Sunday, May 25, 2008

Change

Three weeks ago, JJ came home from work and I was in the middle of mopping the kitchen floor. He was trying to talk to me and I was lost in thought. He could tell something was on my mind and I began telling him that I just had a "bad" feeling something was going to change with my calling in our ward. Right now I serve as the CTR 5 teacher, but I could not help but feel weighted down about something. I knew they were reorganizing many of the auxiliary organizations and I was literally feeling anxious about something. The only other time I had this feeling was right before they called me to be a RS teacher two years ago, which at the time I felt was the scariest calling ever! Any way, weeks passed and nothing happened so I wasn't thinking much about it any longer. Until 9:15 Thursday night. I got the call. "Hi Sister Bills! Would you be available to meet with us Saturday morning at the church? We have some things we would like to discuss with you about your calling." The feeling came back. What would it be? There really was something that was going to change! I don't know why I get these feelings, but I think it is Heavenly Father preparing me for change since he knows I don't usually deal with it very well.



Oh how I will miss my little kids in my class.

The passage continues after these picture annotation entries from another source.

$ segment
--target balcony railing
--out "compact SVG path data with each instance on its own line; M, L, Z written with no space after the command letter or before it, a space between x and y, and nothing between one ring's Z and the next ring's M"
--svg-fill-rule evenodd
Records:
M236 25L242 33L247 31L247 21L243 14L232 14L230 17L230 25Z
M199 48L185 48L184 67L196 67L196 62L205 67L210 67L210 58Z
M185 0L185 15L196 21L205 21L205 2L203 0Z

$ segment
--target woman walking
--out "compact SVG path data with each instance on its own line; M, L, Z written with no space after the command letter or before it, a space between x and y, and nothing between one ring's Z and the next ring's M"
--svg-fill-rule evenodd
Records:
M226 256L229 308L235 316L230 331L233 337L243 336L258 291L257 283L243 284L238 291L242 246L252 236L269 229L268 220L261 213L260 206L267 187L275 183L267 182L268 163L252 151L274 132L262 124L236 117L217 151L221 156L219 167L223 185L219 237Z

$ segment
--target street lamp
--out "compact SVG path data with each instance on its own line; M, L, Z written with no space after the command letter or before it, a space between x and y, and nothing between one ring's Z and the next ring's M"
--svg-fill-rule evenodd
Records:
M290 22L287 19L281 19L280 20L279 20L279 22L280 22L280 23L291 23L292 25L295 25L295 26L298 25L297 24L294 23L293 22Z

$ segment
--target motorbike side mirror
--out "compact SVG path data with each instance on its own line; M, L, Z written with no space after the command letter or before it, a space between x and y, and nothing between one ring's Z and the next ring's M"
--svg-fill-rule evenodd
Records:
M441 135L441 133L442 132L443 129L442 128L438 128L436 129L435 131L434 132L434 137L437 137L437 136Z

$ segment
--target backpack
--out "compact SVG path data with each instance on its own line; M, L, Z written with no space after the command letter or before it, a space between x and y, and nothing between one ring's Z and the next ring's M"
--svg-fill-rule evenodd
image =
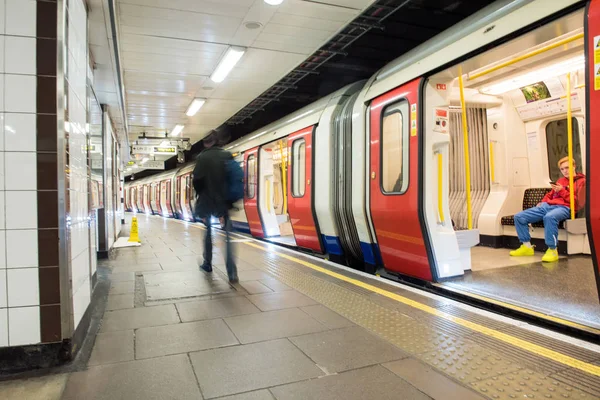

We've had our hard Sundays, but overall, they are the cutest kids ever. I stared teaching them as Sunbeams and they moved me up with them as their CTR teacher this year. I will miss their smiles and excited faces when I see them in Sacrament meeting and in the halls. I will miss their hilarious stories they tell so out of the blue. I don't know why but I will miss continually reminding them that we don't sit backwards and upside down on our chairs showing everyone our underwear. I will miss them sweetly singing primary songs when they think no one is listening. I will miss all of them trying to get my attention at the same time just so I will look at them and love them. I will miss their sweet little prayers. I will miss so much more too. To Matthew, Kaycee, Faith, Amber, and Natalie, I will miss you so much and love you dearly.



Here are a few of the things they have made me over the last little while with them. I will also miss getting these every week. At the top of this one it says "Sister Bills and Faith". She would always say the most grown up things. I love that neither of us have eyes.
These are some 'Pants' made for my by Kaycee. She made them about 4 months ago and today when she saw I still had them she said, "Hey those are the pants I made for you." They remember everything!


Amber made these for me one Sunday and asked me for a few weeks after if I still had them. The first and last ones say things but you can't see them unless you blow up the picture. I love their little gifts of love.

Just as much as I will miss my primary class, I am equally excited about my new calling. I will now be serving as First Counselor to our wonderful Relief Society President. I look forward to building friendships with all of the sisters in our ward that I admire so much but have never had the opportunity to meet with until now. I also look forward to the things I will learn and gain from a leadership calling. I don't consider myself a good leader so this will definitely help develop some traits I currently lack. I know there will be challenges but I also know it is right. It wasn't a "bad" feeling after all. It was a good change about to happen.

5 comments:

Angie said...

I know what you mean by not liking change...I am the same way! I am excited for you and your new calling! Heavenly Father knows what is best for you and you are going to be great! Cute, cute pictures from your primary kids...I am sure that they are going to miss you too!

Marci said...

I'm excited for you and your new calling - you'll be great and you'll get to be in Relief Society now :-)!

Karla said...

It's going to be so much fun serving together! I had the same feeling of dread... last Sunday I looked over at Kaye and had the thought, "Wow, Kaye has been the RS secretary a long time. I think she's going to be released soon." When the bishopric called me, I had a feeling that's what it was, and I was right.

cherilyn said...

that will be a great change, no more hard sundays. well, the type of hard sunday you had when i was there visiting. :)

McKell and John said...

Wow! Congratulations Allie! You will be such an amazing counselor. You really are one of the sweetest girls I have ever known. They will love love love you!